God, the Creator of the universe in the person of Jesus Christ, allowed Himself to be killed by His own creation because He was the only sacrifice good enough to make up for every s***, crappy, unspeakably awful thing that humanity had done, is doing or ever will do. And, as Catholics, we believe that one-time, perfect act of perfect love is brought into our presence, through time and space, at every Mass during the consecration. In that way, yes, giving His very life at Calvary is something Jesus has done for you lately.

Even now, it's hard for me to fathom that. My old man never cut me a bit of slack -- and nothing I ever did was good enough for him -- so I still have a hard time understanding that the Creator of the universe loved me so much he died so I might have everlasting life. He died for me. He rose again on the third day in a final conquest of death. And He waits for all the prodigal sons and daughters to come home, when He will wipe the slate clean.

Even so, we still suffer on this earth. The world still suffers from the effects of sin, and we suffer also. We have free will -- God loves us too much to make us mindless robots -- and that means we have the freedom to do what is wrong as well as what is right.

But that is here. Now. Because Christ died to atone for our sins, if we accept that great gift, the suffering one day will end for us and we will have eternal joy in the presence of our Savior.

And in that here-and-now suffering, God will grant us comfort and peace.

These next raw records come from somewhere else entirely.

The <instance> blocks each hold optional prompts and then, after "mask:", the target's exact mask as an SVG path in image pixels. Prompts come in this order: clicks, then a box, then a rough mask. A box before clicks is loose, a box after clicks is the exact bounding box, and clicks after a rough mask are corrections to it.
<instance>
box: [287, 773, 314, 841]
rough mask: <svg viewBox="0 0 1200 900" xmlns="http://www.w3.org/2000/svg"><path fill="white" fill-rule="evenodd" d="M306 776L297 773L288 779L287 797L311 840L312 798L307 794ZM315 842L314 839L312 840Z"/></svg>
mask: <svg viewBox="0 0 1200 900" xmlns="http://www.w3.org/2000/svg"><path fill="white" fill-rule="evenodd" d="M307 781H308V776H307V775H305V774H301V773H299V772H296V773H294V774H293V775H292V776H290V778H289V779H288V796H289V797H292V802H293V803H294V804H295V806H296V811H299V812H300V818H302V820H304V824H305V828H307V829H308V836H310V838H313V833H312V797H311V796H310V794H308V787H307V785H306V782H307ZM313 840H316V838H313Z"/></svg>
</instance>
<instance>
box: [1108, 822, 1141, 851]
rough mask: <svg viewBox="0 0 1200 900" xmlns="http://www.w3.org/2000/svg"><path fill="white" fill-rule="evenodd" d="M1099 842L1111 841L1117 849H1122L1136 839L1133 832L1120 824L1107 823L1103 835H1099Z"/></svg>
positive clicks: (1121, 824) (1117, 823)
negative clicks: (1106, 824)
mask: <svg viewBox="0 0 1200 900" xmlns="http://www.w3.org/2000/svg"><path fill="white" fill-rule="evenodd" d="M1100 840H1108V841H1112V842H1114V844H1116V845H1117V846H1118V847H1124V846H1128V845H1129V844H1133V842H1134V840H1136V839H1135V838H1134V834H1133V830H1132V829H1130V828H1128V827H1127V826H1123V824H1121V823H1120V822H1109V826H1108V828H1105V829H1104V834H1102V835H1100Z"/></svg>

He's the Father, brother and friend who doesn't care what you are but instead loves you BECAUSE you are. He's the one person who knows the most awful thing you've ever done and loves you despite it all.

So you're pissed off at God. Well, I've been pissed at God, too. So, tell God EXACTLY how pissed off you are. Tell Him you don't think he's done jack s*** for you. Ask Him what He has to say about that.

He's God. I think He can take it.

Then, listen to see exactly what He has to say about it.

You hate God. God loves you. I think you're getting the better end of the deal, frankly.

Listen, I don't know what parish you live in or even whether you're Catholic. But you're certainly welcome to come to our youth group at St. Matthew's most Sunday nights at 6:30. Our youth minister is a great guy.

And there's more than a few of us (alleged) adult volunteers who've been there, done that, got the T-shirt and by the grace of God lived to tell about it.

Just don't end up like my old man. He died of brain cancer in May at age 80, and he died a bitter and scared man. I still hear him on his death bed crying out -- just out of the blue -- "Lord have mercy." But I don't know that he really believed the Lord would have mercy. In other words, I fear he died without hope.

I'm not sure you fully understand what an awful thing that is. It haunts me.

In your heart of hearts, is that how you want to end up? You don't have to, you know.